Similarly, plan ahead in regards to holidays and local celebrations. Again these can be desperately lonely times when the entire city is gathered with family and friends and you are home alone. Be creative, be honest about your need, take initiative, and gather some others together.

Next, plan ahead for vacations, trips and conferences. Long plane or bus journeys bring out the lonely blues in me. I try to travel to conferences, especially new cities with another person; even if I do not know them well. Travel companions can be so helpful in relieving the stress and pressure in going to an unknown place. Perhaps the day or hour will not be your ideal choice when traveling with another but some flexibility goes a long way in lessening the hours of loneliness and anxiety.

Track Your Blues

Know yourself well by tracking your lonely blues. For one month, keep a calendar of when you feel the most sad, discouraged, disconnected, or alone. Is it weekends? When overworked? During church? When traveling? At night? At language school? During a major decision time? Be honest and reflective about your periods of loneliness so you can better care for yourself next time that period arises.

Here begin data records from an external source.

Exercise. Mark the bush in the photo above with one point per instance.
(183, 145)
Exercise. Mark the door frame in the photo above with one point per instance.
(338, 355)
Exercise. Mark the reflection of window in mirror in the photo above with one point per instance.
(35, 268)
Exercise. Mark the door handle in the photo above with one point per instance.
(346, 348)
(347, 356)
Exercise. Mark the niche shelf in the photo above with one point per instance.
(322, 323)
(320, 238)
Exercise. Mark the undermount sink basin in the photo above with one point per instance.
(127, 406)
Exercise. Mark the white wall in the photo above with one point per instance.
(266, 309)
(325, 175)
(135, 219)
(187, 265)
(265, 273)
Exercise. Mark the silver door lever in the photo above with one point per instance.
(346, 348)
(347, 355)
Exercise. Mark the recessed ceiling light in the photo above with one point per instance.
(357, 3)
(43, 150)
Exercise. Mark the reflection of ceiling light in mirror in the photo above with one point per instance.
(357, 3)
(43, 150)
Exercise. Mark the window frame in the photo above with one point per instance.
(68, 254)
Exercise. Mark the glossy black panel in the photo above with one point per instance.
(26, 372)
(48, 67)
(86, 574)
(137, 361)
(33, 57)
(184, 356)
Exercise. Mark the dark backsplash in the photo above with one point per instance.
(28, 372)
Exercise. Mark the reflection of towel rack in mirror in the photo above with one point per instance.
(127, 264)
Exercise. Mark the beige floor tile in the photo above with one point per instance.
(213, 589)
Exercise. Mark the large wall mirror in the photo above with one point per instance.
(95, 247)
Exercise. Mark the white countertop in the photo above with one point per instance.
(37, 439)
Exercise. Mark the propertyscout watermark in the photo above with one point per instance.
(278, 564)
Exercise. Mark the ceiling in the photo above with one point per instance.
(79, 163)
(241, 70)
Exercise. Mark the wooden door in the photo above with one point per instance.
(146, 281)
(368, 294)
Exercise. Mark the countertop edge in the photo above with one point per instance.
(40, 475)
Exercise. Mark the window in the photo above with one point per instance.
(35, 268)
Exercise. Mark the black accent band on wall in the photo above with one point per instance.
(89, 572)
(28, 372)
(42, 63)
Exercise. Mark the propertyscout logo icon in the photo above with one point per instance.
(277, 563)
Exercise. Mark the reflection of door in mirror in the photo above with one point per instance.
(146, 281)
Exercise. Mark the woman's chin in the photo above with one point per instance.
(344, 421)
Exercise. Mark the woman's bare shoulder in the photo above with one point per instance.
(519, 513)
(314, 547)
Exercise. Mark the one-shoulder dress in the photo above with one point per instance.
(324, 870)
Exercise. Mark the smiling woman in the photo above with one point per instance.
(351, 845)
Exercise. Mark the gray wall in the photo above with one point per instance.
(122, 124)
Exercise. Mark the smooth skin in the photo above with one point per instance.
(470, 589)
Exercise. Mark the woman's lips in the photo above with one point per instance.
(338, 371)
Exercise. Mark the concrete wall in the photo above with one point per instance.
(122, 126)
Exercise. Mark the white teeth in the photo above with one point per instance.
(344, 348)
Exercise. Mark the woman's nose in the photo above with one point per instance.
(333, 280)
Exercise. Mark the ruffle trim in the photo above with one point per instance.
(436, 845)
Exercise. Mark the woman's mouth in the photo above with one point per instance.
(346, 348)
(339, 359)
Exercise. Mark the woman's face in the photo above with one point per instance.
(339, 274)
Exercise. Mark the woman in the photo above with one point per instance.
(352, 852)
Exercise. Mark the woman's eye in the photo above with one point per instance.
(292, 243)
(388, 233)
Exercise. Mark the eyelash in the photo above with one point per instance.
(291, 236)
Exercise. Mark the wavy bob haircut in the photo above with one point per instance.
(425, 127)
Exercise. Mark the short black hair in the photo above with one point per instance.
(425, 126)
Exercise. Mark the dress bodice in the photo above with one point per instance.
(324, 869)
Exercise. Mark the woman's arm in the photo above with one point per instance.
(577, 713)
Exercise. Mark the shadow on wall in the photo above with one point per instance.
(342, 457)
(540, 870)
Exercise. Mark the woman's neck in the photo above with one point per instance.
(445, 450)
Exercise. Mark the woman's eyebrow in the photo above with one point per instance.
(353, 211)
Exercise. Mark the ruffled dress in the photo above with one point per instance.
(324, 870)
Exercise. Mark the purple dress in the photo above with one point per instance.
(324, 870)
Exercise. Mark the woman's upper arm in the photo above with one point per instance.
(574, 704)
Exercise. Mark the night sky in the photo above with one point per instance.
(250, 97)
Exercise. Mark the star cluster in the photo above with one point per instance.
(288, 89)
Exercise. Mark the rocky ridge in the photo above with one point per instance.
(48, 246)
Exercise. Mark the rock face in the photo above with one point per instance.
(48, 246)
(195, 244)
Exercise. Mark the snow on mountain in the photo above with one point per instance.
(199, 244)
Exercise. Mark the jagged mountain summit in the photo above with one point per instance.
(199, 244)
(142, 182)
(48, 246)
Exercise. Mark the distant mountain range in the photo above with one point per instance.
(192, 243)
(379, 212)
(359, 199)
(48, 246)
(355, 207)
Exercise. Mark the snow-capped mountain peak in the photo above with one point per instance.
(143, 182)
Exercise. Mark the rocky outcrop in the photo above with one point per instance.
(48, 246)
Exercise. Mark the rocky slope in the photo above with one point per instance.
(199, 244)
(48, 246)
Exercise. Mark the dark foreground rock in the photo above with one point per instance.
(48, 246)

Finally, own a journal and open it regularly. Use this time to explore your feelings of emotional, relational, spiritual loneliness on the field. For nearly all single missionaries, the experience is for a season, a term, a period of time which will conclude. Make the most of discovering your faith, your heart, your dreams, and your desires more honestly and deeply in loneliness. Do not fear the intense feelings or minimize them but become acquainted in true and meaningful ways with loneliness.

Note, several of the above ideas suggest scheduling, advance planning and initiative. At times singles resent the added effort of doing many things themselves or working to build relationships. But remember families and married couples also need to plan and organize; their provisions do not simply fall into place either. All healthy relationships, companions, and families exist because of attention, energy and desire.

Jesus—the single missionary—said:

“Do not let your hearts be troubled. Trust in God, trust also in me. In my Father’s house are many rooms; if it were not so, I would have told you. I am going there to prepare a place for you. And if I go and prepare a place for you, I will come back and take you to be with me that you also may be where I am… And surely I am with you always, to the very end of the age.”